To find out how the circadian clock controls the rhythmic activity of nucleotide excision repair, we determined the levels of the core clock proteins (Fig. 3A), core excision repair proteins (Fig. 3B), and some of the key checkpoint and cell cycle proteins (Fig. 3C) that may indirectly affect repair activity at two circadian times. As expected, Clock does not exhibit circadian oscillation (9), Bmal1 is high at ZT06 and low at ZT18. Cry1 and Per2 are antiphase with Bmal1, again in agreement with previous reports and the known properties of these proteins (10). When the six core excision repair factors were analyzed, only xeroderma pigmentosum A (XPA), one of the three DNA damage recognition proteins, exhibited a circadian time-dependent change in expression with a markedly higher level at ZT06 compared with ZT18 (Fig. 3B).

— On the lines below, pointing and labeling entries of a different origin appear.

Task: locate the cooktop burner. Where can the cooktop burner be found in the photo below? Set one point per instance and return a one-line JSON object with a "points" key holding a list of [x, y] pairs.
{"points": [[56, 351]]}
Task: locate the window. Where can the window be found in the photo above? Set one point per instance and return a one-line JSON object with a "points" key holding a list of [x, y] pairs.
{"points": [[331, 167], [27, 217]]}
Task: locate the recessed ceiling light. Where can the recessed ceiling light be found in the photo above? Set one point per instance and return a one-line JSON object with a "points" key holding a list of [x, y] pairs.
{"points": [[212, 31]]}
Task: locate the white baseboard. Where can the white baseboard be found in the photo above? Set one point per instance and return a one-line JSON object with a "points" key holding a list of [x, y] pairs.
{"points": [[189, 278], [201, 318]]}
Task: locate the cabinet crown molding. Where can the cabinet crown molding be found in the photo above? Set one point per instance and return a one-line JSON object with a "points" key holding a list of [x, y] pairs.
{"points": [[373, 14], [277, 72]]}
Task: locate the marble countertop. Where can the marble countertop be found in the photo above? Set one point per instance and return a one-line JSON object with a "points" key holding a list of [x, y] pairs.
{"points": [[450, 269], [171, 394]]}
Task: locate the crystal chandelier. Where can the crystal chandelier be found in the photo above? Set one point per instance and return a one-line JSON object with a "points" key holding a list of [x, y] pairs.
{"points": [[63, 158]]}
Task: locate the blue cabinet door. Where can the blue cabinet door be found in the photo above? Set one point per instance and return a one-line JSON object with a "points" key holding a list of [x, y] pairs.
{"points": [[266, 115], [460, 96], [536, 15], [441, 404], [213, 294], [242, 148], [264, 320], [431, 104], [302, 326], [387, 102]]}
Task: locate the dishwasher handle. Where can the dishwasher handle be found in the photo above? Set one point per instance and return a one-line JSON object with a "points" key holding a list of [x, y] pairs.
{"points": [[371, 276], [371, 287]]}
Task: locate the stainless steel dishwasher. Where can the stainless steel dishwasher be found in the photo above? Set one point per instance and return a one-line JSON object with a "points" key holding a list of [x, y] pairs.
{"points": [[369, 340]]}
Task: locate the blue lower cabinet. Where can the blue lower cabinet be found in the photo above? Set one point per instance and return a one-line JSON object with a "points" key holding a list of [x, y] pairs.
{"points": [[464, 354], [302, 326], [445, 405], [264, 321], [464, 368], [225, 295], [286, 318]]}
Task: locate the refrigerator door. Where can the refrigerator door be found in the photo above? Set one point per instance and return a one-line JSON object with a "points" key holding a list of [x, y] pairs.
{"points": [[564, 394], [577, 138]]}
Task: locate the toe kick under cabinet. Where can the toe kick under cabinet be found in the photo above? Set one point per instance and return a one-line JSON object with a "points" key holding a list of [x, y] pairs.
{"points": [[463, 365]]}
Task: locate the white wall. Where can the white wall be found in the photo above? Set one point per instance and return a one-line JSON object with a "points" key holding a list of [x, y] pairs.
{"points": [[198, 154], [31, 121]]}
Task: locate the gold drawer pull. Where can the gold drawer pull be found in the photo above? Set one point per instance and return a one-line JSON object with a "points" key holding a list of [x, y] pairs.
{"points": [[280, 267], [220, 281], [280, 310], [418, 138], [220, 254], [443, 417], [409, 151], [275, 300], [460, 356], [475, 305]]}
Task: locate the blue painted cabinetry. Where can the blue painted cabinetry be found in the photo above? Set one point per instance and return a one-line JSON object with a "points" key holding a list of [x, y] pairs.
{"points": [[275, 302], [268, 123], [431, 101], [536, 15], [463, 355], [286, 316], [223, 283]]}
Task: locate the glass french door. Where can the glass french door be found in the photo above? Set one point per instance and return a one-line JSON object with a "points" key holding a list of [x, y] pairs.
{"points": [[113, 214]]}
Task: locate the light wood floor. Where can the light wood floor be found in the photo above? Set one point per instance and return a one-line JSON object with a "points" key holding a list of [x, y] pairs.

None of the DNA damage checkpoint proteins tested exhibited circadian variability between these two phases (Fig. 3C). Next, we analyzed the levels of Per2, Cry1, Bmal1, and XPA over the course of a circadian period at 4-h intervals: XPA levels are in phase with Bmal1 and antiphase with Cry1 and Per2 levels (Fig. 3D), consistent with Fig. 3A and with the notion that Xpa is a clock-controlled gene positively regulated by Clock·Bmal1 and negatively regulated by Cry and Per as also evidenced by the ≈3-fold elevated level of XPA protein in Cry1−/−Cry2−/− mouse fibroblasts relative to wild-type control (data not shown). Quantitative analysis of the data in Fig. 3D reveals a robust circadian oscillation for XPA with ≈10-fold difference between the zenith and nadir values (Fig. 3E). In support of our finding, a comprehensive analysis of clock-controlled genes by microarray profiling has revealed that Xpa expression in the mouse liver exhibits a high-amplitude circadian pattern (11) and moreover our immunoblot analysis revealed that oscillation of XPA in the liver is in phase with that in the brain (data not shown).
Fig. 3.
Effect of the circadian clock on day and night expression patterns of clock, excision repair, and checkpoint proteins. (A–C) Extracts from brains harvested at ZT18 (night) and ZT06 (day) were analyzed by immunoblotting. (A) Clock proteins. Clock shows no oscillation, whereas Cry1 and Per2 oscillate antiphase with Bmal1. (B) Nucleotide excision repair proteins. XPA is highly expressed during the day and down-regulated at night. The other excision repair proteins do not exhibit a measurable variation between ZT18 and ZT06. (C) Checkpoint proteins. None of the checkpoint/cell cycle proteins tested exhibits a measurable difference between day (ZT06) and night (ZT18) values. (D) Circadian oscillation of XPA. Brains were harvested from mice under either LD or DD conditions, and the levels of XPA over a circadian period were analyzed by immunoblotting along with the four core clock proteins as a reference. Note the zenith values for XPA at afternoon/evening hours under both ZT and CT conditions are in phase with Bmal1 and antiphase with Cry1 and Per2 as expected for a Clock·Bmal1-controlled protein. Clock that does not oscillate is used as a loading control for a nonoscillating protein. (E) Quantitative analysis of XPA oscillation. Each data point represents XPA value from the cerebrum of one mouse, and the values are expressed relative to that of XPA at CT14, which was the highest.
Restoration of Excision Activity by Supplementing the Circadian Nadir Extract with Recombinant XPA.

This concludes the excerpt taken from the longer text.